|Title:||Two Weeks in November|
|Publisher:||Jonathan Ball Publishers|
|Date of publication:||2019|
|Disclaimer:||Jonathan Ball Publishers kindly sent me a copy of this book in exchange for an honest review.|
“Don’t pursue big plans in November, my child; the ancestral spirits are restless, still deliberating which prayers to answer” Shona Proverb
Quite a few years ago I picked up Douglas Rogers’ first book, The Last Resort: A Memoir of Zimbabwe, and this memoir turned out to be not just another account of land seized from white farmers, by a white Zimbabwean. Instead Roger’s book became a deeply emotional account of the Zimbabwean condition. It is a story of survival, and humour amidst the often-times shocking reality of living in modern day Zimbabwe under the tyranny of then President Robert Mugabe. The Last Resort is a book about Zimbabwe, about black and white Zimbabweans, and about hope.
In Two Weeks in November, described as ‘narrative non-fiction’ Rogers describes in thrilling detail the events that took place months before the so-called ‘coup that was not a coup’ in Harare, Zimbabwe on 18th November 2017. It begins with the forming of an alliance on the streets of Johannesburg, South Africa, and involves white businessman Tom Ellis, who had a love for Zimbabwe, CIO Operatives Agent Kasper and Agent Magic deployed to assassinate Ellis, Gabriel Shumba, a human rights lawyer exiled from Zimbabwe, and Emmerson Dambudzo Mnangagwa, known also as ED or ‘the Crocodile’ and the former Vice President of a nation run for thirty-seven years by a man who became an infamous tyrant. Together these unlikely men formed a group called the Northgate Diaspora Group or the Core Group, and they planned to remove the man who once stood as a symbol of power and overcoming white colonial rule, and who eventually became one of the most deplorable dictators in history and led his country into ruin. In sport’s bars and through text messages they held secret meetings, and vowed that one day Zimbabwean people would have hope again.

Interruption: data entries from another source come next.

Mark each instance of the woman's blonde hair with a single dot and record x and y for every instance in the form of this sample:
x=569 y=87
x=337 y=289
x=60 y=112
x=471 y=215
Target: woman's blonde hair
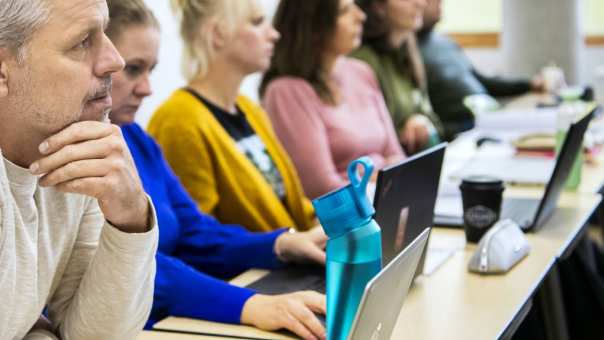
x=125 y=13
x=193 y=15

Rogers’ account reads like a spy thriller, and it is necessary to remind oneself that you are not, in fact, reading a novel at all. While the story reaches epic plot points, one of the most terrific being a shoot-out at a Mozambican outpost, and the smuggling of people in the boots of cars, it also brings the reader intimately into the author’s own relationship with Zimbabwe. The reader walks the streets of a country with post-colonial street names and decaying architecture, and learns of the decadent lifestyle of Robert Mugabe and his much younger wife, Grace, who became a tyrant in her own right. Whilst the average Zimbabwean lived in fear, and were concerned only with survival, Grace Mugabe was travelling the world, shopping for expensive clothes and reigning terror down on anyone that spoke up against her and her legion of followers known as G40 (or Generation 40).
Zimbabwe’s ruling party ZanuPF was intricately divided into two opposing factions – the old guard who fought in the liberation war and referred to themselves as Lacoste, and the younger generation, G40, who had not fought in any war and were led by Grace Mugabe, who in recent years had begun to take over the bulk of the decision-making owing to her elderly husband’s regressions into old-age. After almost four decades of fear, torture and starvation, the world had grown tired of witnessing Zimbabwe’s destruction, and it’s inability to shake off Mugabe, and in Mugabe’s own refusal to step down. Those that had long since left the country of their birth had resigned themselves to the sad truth that nothing could ever change Zimbabwe’s fate.
In 2008 Morgan Tsvangirai, the leader of the opposition party MDC (Movement for Democratic Change), won the presidential elections and it seemed that finally justice would prevail, but sadly that was not to be. It seemed even a democratic election was not enough to dispel the power of greed and control. Tsvangirai’s failure became another blight on the systematic oppression and terror that were just daily reminders for Zimbabweans that Mugabe’s control was impenetrable. In so many ways it was a reminder to the whole world that the once proud and liberated country was beyond help, and the international media through words and influence created their own heroes and villains and Zimbabwe became a caricature of itself. A warning to all African countries that they must never take the same route.
Of course if I’ve learned anything in reading countless accounts within the African diaspora, it is that African people are resilient – so resilient in fact, that they are capable of joining forces with their enemies if it will mean survival. Two Weeks in November is an amazing tale of survival, and ingenuity and faith. It begins with an assassination attempt and ends in one of the most peaceful protest marches in African history. With it’s crazy and shattering politics, Zimbabwe’s story has always been heartbreaking, but it has also been heart-warming and worth every word spent writing about its people and the love they have for their home.